By Brazilian standards, São Paulo is a hair’s breadth away—or rather a cheap 90-minute flight—from Florianópolis. But around 4 p.m., on our last beach day at Praia da Armação, I realized it wasn’t going to be an easy trip.
There was no point in keeping Mark’s bodyboard, so before walking back to the car, we suggested him to give it to another kid. He agreed and bravely offered it to a young Brazilian girl who had lent him a shovel a few hours earlier. He was happy to do so, but then I noticed he had tears in his eyes—grownup tears, not “I’m having a meltdown” tears.
“What if I forget I had this board?”
“You have memories, and I have pictures of you catching several waves.”
“It’s okay to be sad. Last days are always bittersweet. What could cheer you up?”
“Nothing in the entire world.”
We played him Don’t dream it’s over and Don’t you cry, then he realized it was still early enough to check out the shark-themed playground at the mall, and life was worth living again.
Still, a there was some saudade in the air. This Portuguese word perfectly describes the kind of melancholia you may feel when you’re both happy about the experiences you enjoyed and sad because it’s the end.
I have a weird fear of things ending. Last days or moments of anything always make me want to cry. Hell, sometimes I don’t read the last couple of pages of books I enjoyed so that technically the story doesn’t end. This year, for the first time ever, Mark was fully aware that something was ending, so we were both sad.
It would have been great to rip off the Band-Aid and get to São Paulo fast but there were so many steps—returning the rental car, taking the shuttle to Floripa airport (yep, the new one), flying, landing in São Paulo’s busy Guarulhos airport, taking a taxi to Paulista, etc.—that we left at 10 a.m. and only arrived at 4:30 p.m. under a torrential downpour, the kind that’s on TV because the city was flooded. Never trust a city with so many people selling umbrellas. I mean, even malls offer free lockers for your must-have accessory—it’s a rainy city, period.
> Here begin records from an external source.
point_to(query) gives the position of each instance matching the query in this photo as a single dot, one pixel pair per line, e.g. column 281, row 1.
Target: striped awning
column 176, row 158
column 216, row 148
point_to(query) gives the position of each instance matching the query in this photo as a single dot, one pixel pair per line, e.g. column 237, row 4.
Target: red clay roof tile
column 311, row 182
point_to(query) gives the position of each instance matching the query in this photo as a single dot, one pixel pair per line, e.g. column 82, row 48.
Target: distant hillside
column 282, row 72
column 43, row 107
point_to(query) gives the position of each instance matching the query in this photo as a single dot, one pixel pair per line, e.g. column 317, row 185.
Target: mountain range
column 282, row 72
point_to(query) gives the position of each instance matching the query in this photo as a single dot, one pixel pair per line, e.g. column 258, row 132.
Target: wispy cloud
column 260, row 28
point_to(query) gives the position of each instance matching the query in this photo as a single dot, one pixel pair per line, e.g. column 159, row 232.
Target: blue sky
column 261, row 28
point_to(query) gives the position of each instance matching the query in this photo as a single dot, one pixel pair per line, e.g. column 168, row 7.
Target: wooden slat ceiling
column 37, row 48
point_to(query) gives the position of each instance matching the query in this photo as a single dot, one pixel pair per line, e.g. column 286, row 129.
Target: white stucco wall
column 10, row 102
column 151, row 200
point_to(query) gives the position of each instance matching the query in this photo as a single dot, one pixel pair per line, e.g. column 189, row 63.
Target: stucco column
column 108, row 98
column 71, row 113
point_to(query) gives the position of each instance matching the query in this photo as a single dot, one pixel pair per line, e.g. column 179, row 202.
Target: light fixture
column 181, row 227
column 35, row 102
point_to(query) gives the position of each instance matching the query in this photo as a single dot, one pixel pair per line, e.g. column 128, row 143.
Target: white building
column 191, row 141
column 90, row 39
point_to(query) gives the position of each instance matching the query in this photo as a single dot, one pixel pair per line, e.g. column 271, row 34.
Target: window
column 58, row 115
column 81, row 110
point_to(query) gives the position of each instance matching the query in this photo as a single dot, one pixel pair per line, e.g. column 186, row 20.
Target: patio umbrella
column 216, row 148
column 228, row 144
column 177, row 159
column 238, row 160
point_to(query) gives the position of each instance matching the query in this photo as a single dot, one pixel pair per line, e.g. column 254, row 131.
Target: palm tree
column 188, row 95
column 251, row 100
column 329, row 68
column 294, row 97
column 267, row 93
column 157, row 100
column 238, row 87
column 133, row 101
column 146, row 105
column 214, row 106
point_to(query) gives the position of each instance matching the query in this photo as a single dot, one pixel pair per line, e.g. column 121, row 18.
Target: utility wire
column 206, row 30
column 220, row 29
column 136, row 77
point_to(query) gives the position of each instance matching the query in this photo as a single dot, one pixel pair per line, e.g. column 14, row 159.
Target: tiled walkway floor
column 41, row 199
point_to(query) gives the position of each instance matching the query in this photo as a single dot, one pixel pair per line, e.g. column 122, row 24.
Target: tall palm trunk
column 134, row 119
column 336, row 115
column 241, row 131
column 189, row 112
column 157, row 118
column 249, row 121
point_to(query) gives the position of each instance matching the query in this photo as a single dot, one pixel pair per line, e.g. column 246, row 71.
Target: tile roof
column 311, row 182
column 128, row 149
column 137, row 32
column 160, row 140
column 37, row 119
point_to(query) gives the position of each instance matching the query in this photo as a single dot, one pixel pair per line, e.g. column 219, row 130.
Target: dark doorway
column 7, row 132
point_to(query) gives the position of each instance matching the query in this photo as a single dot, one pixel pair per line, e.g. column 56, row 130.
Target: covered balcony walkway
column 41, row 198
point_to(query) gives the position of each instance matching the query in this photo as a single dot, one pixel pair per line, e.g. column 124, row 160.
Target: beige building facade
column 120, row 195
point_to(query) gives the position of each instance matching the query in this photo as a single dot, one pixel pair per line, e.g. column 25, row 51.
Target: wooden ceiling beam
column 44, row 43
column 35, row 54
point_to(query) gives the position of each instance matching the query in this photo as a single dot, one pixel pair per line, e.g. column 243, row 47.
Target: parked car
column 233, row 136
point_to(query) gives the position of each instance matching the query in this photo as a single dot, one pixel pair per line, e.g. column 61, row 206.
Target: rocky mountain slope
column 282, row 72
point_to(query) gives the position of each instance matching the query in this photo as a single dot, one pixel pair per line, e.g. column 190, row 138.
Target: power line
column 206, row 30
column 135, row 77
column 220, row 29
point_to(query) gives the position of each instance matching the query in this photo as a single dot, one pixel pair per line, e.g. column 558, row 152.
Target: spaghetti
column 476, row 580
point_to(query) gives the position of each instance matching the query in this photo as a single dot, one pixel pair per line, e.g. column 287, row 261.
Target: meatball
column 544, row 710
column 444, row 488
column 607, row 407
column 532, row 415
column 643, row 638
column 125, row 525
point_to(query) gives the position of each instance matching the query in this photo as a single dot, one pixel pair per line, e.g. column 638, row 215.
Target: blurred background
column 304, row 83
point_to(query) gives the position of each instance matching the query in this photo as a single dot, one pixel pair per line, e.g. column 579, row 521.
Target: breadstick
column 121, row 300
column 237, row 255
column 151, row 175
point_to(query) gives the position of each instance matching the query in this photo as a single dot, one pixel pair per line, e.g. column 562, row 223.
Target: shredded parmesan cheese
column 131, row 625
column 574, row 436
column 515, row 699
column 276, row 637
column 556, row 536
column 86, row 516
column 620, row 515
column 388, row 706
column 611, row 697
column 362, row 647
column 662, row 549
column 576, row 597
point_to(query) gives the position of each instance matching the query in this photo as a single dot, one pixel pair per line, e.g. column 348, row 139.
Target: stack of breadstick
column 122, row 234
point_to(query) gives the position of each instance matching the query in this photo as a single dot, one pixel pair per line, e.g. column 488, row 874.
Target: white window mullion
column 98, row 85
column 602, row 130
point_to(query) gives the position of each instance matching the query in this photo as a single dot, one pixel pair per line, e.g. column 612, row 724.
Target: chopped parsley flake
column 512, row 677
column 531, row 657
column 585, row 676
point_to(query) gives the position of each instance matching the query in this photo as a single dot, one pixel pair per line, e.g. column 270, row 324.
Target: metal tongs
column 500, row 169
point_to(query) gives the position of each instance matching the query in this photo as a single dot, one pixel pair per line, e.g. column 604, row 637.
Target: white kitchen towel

By the time we checked in at the hotel it felt that we had stepped into a parallel universe. Were we at the beach just 24 hours earlier? Possibly.
The change of atmosphere was brutal, from quiet, sunny and outdoorsy Floripa to grungy, crowded and rainy São Paulo. Mark was whiny, Feng was exhausted and I caught a cold.
I like São Paulo. Sure, it wasn’t love at first sight, but it’s a fun megalopolis to explore. Getting lost between the thousands of towers of this urban jungle and being just one more human being surrounded by so many people living so many different lives is a unique experience.
However, I like it best when I don’t have a 40⁰C fever, and São Paulo looked vaguely threatening under the periodic torrential downpour. I was also attempting to shop and get around in the middle of rush hour in a city of 12.18 million, which didn’t help.
We did our best. We carried our umbrellas everywhere—obviously, never rained much when we had them, poured whenever we would forget them. I tried to slow down a bit to get better, but I don’t do “slowing down” well. We attempted to dress warmer because it was unusually “cold,” like 18⁰C at night.
There’s always a faint party atmosphere in São Paulo, but it wasn’t my vibe—too much beer and fried snack, too many edgy people. I felt like an outsider.
The past three days have been weird, almost out of character for Brazil—cool, rainy, us being tired, sick and anxious.
It was the end of a trip for Feng and Mark.
It’s the beginning of another one for me.